W Lublinie przeszczepiają tylko nerki. Ogólnopolska lista potrzebujących
nerki, serca, wątroby jest o wiele dłuższa niż liczba dawców.
Dziennik Wschodni razem z innymi gazetami wchodzącymi w skład grupy Media Regionalne rozpoczął akcję "Nie zabieraj organów
do nieba”. Codziennie piszemy o przeszczepach. Jutro będzie można poczytać o Krzysztofie, który zgodził się na pobranie narządów od swoich dwóch braci zmarłych w odstępstwie kilku miesięcy.
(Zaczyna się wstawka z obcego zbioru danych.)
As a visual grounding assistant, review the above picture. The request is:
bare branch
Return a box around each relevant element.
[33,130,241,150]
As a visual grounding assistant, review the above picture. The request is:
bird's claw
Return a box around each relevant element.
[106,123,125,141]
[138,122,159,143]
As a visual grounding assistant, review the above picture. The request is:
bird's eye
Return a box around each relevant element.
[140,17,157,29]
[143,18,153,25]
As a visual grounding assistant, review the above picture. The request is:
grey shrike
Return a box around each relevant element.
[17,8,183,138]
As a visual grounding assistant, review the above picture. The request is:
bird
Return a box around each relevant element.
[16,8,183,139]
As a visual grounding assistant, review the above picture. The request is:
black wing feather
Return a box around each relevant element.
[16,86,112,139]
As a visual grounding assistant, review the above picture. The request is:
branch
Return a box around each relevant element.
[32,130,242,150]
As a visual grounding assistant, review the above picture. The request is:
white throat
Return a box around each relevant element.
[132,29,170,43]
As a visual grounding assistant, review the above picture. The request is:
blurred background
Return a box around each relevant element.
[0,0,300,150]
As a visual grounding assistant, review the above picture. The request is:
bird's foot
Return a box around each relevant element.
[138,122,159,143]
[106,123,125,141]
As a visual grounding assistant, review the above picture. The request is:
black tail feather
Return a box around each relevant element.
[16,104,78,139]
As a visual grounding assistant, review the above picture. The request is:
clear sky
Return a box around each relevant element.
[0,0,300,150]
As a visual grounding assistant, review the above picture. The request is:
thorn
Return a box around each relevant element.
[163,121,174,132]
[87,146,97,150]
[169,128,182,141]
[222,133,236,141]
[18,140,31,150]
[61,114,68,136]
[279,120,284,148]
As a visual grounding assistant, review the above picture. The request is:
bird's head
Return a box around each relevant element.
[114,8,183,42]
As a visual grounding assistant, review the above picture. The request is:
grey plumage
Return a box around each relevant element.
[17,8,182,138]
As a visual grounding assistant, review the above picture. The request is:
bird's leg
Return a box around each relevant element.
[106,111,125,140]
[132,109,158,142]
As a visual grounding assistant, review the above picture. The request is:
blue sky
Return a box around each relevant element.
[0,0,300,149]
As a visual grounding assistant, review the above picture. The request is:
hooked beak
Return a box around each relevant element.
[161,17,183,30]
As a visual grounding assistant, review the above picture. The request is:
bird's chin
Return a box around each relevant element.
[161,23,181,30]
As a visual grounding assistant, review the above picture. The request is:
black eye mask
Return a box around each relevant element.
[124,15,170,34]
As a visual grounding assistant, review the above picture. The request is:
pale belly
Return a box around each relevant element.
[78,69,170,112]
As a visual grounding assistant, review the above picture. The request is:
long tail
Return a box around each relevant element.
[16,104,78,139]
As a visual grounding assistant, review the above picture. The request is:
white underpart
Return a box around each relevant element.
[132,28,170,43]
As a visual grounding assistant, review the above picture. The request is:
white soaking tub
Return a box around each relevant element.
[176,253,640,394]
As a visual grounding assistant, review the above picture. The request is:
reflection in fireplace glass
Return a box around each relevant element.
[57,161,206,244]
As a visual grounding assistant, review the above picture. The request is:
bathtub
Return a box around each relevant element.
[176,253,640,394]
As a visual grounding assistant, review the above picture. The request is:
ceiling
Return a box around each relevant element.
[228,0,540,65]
O Henryku i Andrzeju, którzy kilkanaście dni temu dostali po jednej nerce od tego samego, zmarłego dawcy. A prof. Zbigniew Religa, kardiochirurg, opowie o swoim pierwszym przeszczepie oraz o tym, jak żyje człowiek z nowym sercem.
Do jutrzejszego wydania Dziennika Wschodniego dołączymy kartę-deklarację wyrażającą zgodę na pobranie naszych organów w przypadku śmierci. Należy ją podpisać i nosić przy sobie razem z dowodem osobistym.